L’exercice n’est pas aisé, même pour des enseignants chevronnés. La conception d’un cours entièrement à distance répond en effet à des exigences spécifiques, imposées notamment par une organisation de l’espace et du temps différente de celle qui prévaut dans le cadre des cours présentiels classiques. C’est pourquoi la Cellule MOOC a développé, entre autres supports, un jeu de cartes pédagogiques intitulé MOOC Design Cards, afin d’aider les équipes enseignantes à élaborer ce qui est désigné sous l’intitulé générique de « plan de cours ». Chaque carte (voir illustration 1 ci-dessous) correspond à une activité d’apprentissage succinctement décrite (ici celle d’amener les apprenants à produire une représentation complexe de type schéma, dessin ou poster), à un ou plusieurs types de compétences sollicitées dans le cadre de l’activité (selon la taxonomie de Bloom représentée par le cercle fractionné en bas à gauche de la carte ; ici la capacité de compréhension, d’analyse et de créativité), au type de feedback donné à l’apprenant (feedback donné par l’enseignant, par les pairs, feedback automatique, etc.), enfin au type d’évaluation choisie (formative ou certificative).

Illustration 1 : un exemple de carte et d’activité d’apprentissage

Concrètement, chaque équipe est invitée à travailler sur les objectifs de l’un des modules de leur projet (mis en lien avec la taxonomie de Bloom évoquée ci-dessus) et à leur associer une ou plusieurs des cartes correspondant aux activités susceptibles de favoriser l’atteinte de ces objectifs. La Cellule MOOC les accompagne dans cette première réflexion (voir illustration 2) en les orientant sur l’adéquation des activités choisies avec les objectifs généraux et spécifiques tels que formulés (au besoin, les objectifs sont modifiés), la progression des apprentissages, le type d’évaluation choisi, etc. L’intérêt d’une telle activité est d’amener les équipes enseignantes à s’approprier une méthode d’ingénierie pédagogique et à l’appliquer à l’ensemble des modules, voire à d’autres projets pédagogiques par la suite.

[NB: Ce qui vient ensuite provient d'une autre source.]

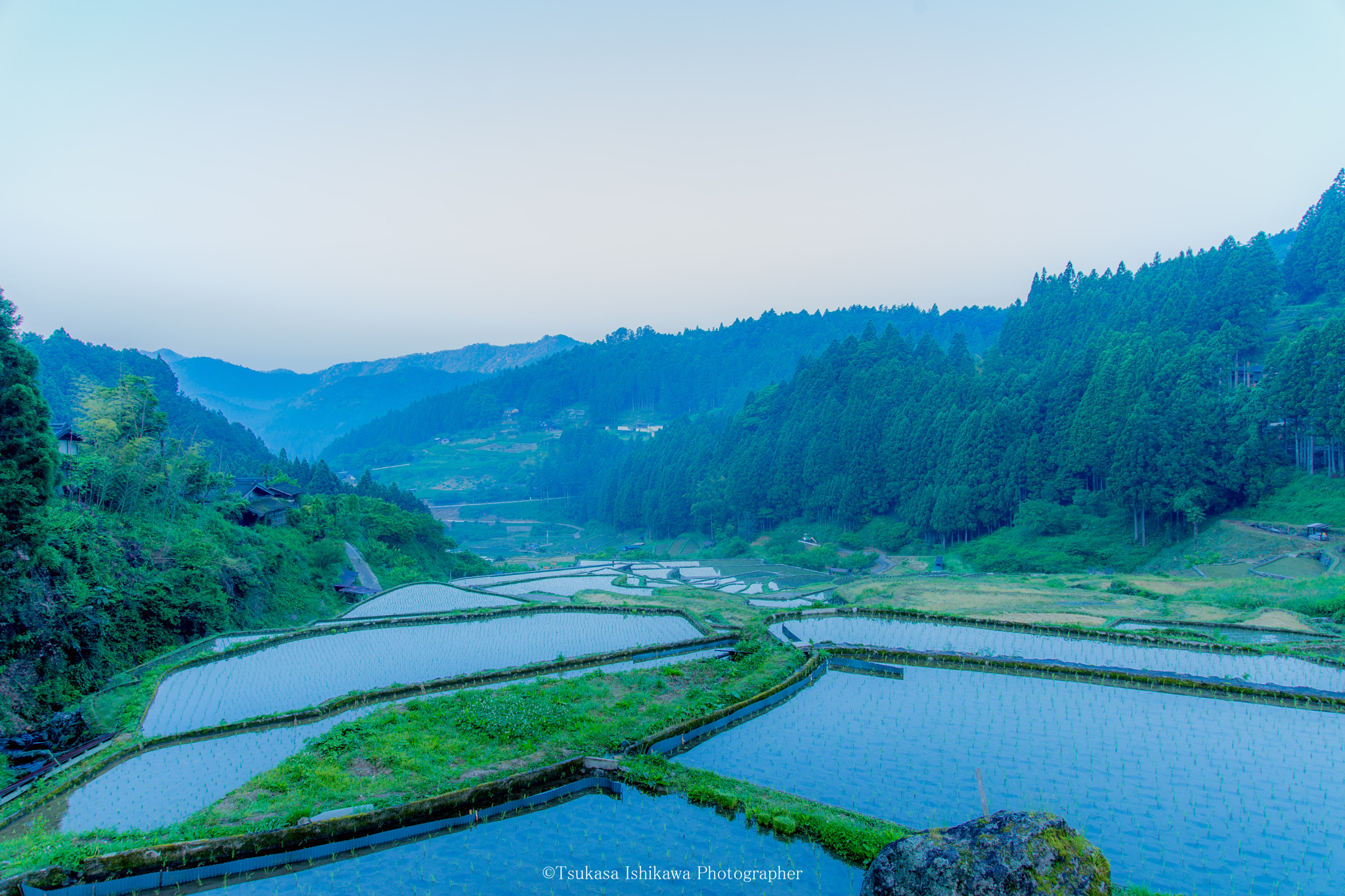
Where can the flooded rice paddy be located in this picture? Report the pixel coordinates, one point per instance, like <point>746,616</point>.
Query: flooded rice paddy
<point>1235,634</point>
<point>426,597</point>
<point>167,785</point>
<point>1183,794</point>
<point>569,586</point>
<point>305,672</point>
<point>594,832</point>
<point>926,637</point>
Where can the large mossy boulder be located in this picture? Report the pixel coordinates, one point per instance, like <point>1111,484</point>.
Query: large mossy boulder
<point>1019,853</point>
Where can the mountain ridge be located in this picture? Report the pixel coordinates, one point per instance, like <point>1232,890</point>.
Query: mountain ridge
<point>305,412</point>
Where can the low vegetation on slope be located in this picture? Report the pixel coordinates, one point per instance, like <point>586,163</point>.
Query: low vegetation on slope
<point>135,544</point>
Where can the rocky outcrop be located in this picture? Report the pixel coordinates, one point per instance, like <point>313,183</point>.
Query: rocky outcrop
<point>1011,853</point>
<point>29,752</point>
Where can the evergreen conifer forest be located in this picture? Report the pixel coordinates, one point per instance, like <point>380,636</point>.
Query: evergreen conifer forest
<point>1126,390</point>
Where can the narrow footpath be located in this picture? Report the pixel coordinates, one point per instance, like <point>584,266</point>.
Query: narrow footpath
<point>357,562</point>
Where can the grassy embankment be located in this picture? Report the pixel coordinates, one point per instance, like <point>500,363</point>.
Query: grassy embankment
<point>849,836</point>
<point>439,744</point>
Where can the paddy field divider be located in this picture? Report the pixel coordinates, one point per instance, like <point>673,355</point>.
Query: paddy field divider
<point>58,785</point>
<point>1040,628</point>
<point>195,861</point>
<point>1094,675</point>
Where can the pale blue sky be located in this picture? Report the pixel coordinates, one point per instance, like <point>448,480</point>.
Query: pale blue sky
<point>305,183</point>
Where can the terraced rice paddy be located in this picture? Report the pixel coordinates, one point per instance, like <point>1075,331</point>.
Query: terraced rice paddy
<point>305,672</point>
<point>536,574</point>
<point>1183,794</point>
<point>569,586</point>
<point>424,597</point>
<point>167,785</point>
<point>926,637</point>
<point>1294,567</point>
<point>1225,571</point>
<point>594,832</point>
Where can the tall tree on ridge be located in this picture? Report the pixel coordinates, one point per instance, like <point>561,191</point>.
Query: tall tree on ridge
<point>27,450</point>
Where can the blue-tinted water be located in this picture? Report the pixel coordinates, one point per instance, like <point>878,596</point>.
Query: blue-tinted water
<point>424,597</point>
<point>595,833</point>
<point>1183,794</point>
<point>167,785</point>
<point>307,672</point>
<point>927,637</point>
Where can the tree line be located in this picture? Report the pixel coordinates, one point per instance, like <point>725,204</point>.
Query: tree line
<point>638,370</point>
<point>1119,382</point>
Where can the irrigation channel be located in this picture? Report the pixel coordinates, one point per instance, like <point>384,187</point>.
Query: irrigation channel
<point>1187,788</point>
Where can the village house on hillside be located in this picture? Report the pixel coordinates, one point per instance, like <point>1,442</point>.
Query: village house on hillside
<point>265,503</point>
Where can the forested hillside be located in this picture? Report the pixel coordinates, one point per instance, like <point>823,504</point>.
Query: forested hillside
<point>1115,389</point>
<point>135,544</point>
<point>69,366</point>
<point>688,372</point>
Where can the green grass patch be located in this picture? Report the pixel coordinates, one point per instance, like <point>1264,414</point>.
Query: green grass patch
<point>1305,499</point>
<point>849,836</point>
<point>439,744</point>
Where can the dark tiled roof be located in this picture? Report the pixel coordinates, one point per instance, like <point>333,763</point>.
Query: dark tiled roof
<point>245,484</point>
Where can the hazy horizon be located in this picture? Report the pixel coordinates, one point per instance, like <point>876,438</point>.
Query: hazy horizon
<point>299,186</point>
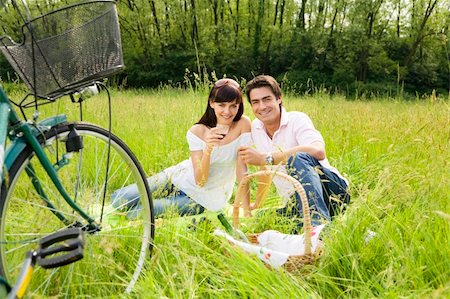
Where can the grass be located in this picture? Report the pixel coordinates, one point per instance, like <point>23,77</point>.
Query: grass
<point>396,155</point>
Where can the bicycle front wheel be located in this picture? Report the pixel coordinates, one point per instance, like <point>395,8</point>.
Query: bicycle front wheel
<point>114,256</point>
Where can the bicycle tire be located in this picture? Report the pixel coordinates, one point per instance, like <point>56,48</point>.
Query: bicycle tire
<point>113,257</point>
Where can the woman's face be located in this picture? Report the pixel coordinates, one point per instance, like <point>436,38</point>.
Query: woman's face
<point>225,111</point>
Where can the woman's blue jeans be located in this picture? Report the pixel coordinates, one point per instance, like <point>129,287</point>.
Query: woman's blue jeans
<point>165,197</point>
<point>327,192</point>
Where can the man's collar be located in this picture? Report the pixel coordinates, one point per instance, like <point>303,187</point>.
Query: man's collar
<point>283,120</point>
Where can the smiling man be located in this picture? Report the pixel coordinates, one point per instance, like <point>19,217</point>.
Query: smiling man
<point>288,142</point>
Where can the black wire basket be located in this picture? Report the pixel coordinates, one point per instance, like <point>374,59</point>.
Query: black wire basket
<point>68,48</point>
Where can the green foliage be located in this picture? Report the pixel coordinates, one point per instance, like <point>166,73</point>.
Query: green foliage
<point>340,42</point>
<point>395,154</point>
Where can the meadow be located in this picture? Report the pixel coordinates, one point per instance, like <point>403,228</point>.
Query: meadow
<point>396,155</point>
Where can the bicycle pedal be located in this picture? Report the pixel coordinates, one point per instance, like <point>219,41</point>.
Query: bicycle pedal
<point>61,248</point>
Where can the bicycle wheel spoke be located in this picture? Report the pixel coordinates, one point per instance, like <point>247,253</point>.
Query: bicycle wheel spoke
<point>114,255</point>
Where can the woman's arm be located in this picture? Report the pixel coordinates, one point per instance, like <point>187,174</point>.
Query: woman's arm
<point>244,190</point>
<point>201,159</point>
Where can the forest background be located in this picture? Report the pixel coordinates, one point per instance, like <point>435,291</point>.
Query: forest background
<point>362,47</point>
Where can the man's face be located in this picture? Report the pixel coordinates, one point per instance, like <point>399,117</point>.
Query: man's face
<point>265,105</point>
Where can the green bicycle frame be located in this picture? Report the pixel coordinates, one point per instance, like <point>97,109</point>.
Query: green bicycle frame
<point>21,134</point>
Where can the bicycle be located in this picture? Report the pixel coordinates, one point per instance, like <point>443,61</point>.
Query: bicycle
<point>60,174</point>
<point>56,250</point>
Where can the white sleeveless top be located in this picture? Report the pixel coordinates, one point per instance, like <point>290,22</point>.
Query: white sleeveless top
<point>222,173</point>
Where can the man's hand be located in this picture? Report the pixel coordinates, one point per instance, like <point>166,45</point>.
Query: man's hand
<point>251,156</point>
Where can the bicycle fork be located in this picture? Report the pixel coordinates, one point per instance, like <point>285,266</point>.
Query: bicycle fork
<point>50,170</point>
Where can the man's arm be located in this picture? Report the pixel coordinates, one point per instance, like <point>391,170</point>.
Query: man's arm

Illustration 2 : travail autour de la conception pédagogique d’un MOOC

Le plan de cours, colonne vertébrale du MOOC

Le plan de cours, constitue le socle fondateur ou, autrement dit, la colonne vertébrale du MOOC, car il fait office de point de référence pour orienter l’ensemble des choix ultérieurs comme la scénarisation des séquences vidéo, la nature et la complexité des ressources complémentaires (lectures par exemple), des évaluations, etc. Ainsi le plan de cours constitue-t-il la synthèse de tous les choix opérés, que ce soit en matière de contenus, d’objectifs, d’activités et d’évaluations.

Un dispositif pédagogique aux composantes multiples

Les capsules vidéo occupent dans cet ensemble une place certes importante (on compte une douzaine d’heures de vidéos pour un MOOC de six modules) mais pas isolée. Leur intérêt majeur réside dans leur articulation avec le reste des composantes d’un MOOC (liste non exhaustive) : lectures, quiz formatifs et certificatifs, échanges réflexifs avec les autres participants, consignes de travail, études de cas évaluées par les pairs, etc. Si la préparation et la réalisation des séquences vidéo demandent une attention particulière (tant sur le plan de la rédaction des scripts que sur celui de la scénographie, du cadrage et de la prise de vue), leur articulation avec l’ensemble des activités d’apprentissage s’avère cruciale pour garantir la cohérence pédagogique du MOOC.

C’est là tout l’enjeu d’un projet technopédagogique complexe qui fait intervenir de multiples acteurs  (enseignants, spécialistes de la formation à distance, spécialistes de la production vidéo) et qui devrait être guidé tout au long de sa réalisation par la finalité rappelée dans la fameuse question de Saint-Onge dans son ouvrage éponyme (1990) : « Moi j’enseigne, mais eux apprennent-ils ? ».